Olayemi Durotimi Akinwunmi (born 20 January 1964) is a Nigerian professor of African history who became the vice-chancellor of the Federal University of Lokoja, Kogi State, Nigeria since 2021. He was the Deputy Vice-Chancellor at the Nasarawa State University, Keffi until his appointment as the Vice-Chancellor of the Federal University of Lokoja.

==Biography==
Akinwunmi was born on 20 January 1964 and graduated from the University of Ilorin as a History major, he was later employed as a lecturer at the department of History at the university and obtained his doctorate degree, attaining the rank of senior lecturer in 1996. Akinwumi worked as a visiting professor at the Institut for Ethnologie at Freie Universitat, Berlin, Germany between 1999 and 2004.

On his return to Nigeria in 2004, Akinwumi was employed by Nasarawa State University, Keffi (NSUK), where he partnered with Adamu Baikie, a renowned scholar and educationist, who was the Vice-chancellor in the development of the new institution.

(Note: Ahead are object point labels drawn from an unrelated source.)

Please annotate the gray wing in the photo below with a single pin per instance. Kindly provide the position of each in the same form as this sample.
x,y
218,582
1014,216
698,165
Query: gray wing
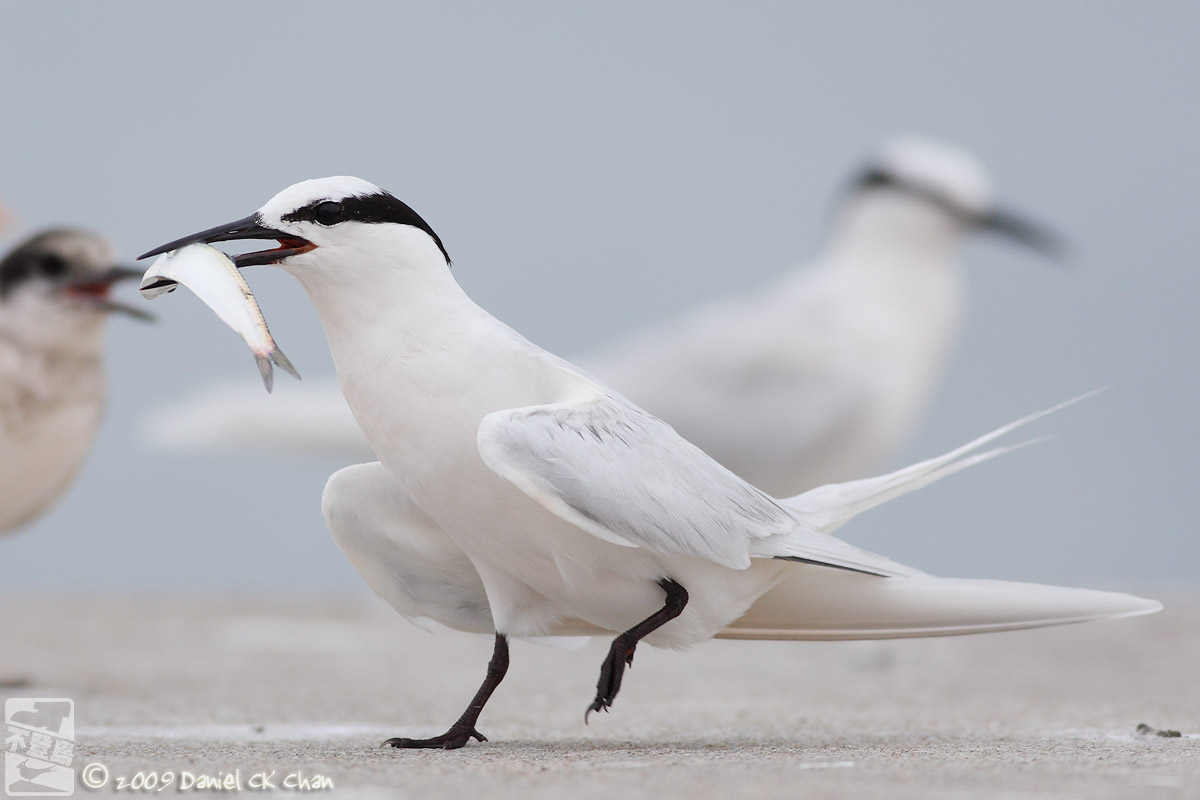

Akinwumi worked in several positions in the university including as head of department, dean of faculty and deputy vice chancellor amongst others.

==Awards==
Akinwumi's commitment to scholarship has earned him several awards, notably the Ali Mazrui Award for Academic Excellence, the Stellenbosch Institute of Advanced Studies Award and the prestigious von Humboldt Award. He has also received the Nord-Sud-Kooperation Award from the University of Zurich, the European Research Award and the Institute of Commonwealth Studies Award from University College, London, and the German Deutscher Akademischer Austauschdienst (DAAD Award).

He has held the position as the president of the Historical Society of Nigeria, and a distinguished fellow of the body. He is also a fellow of the Nigerian Academy of Letters (FNAL), among others. He is credited with several publications of local and international journals and books notably; Conflict and Crises in Nigeria: A Political History since 1960, and Colonial Contest for the Nigerian Region: A History of the German Participation.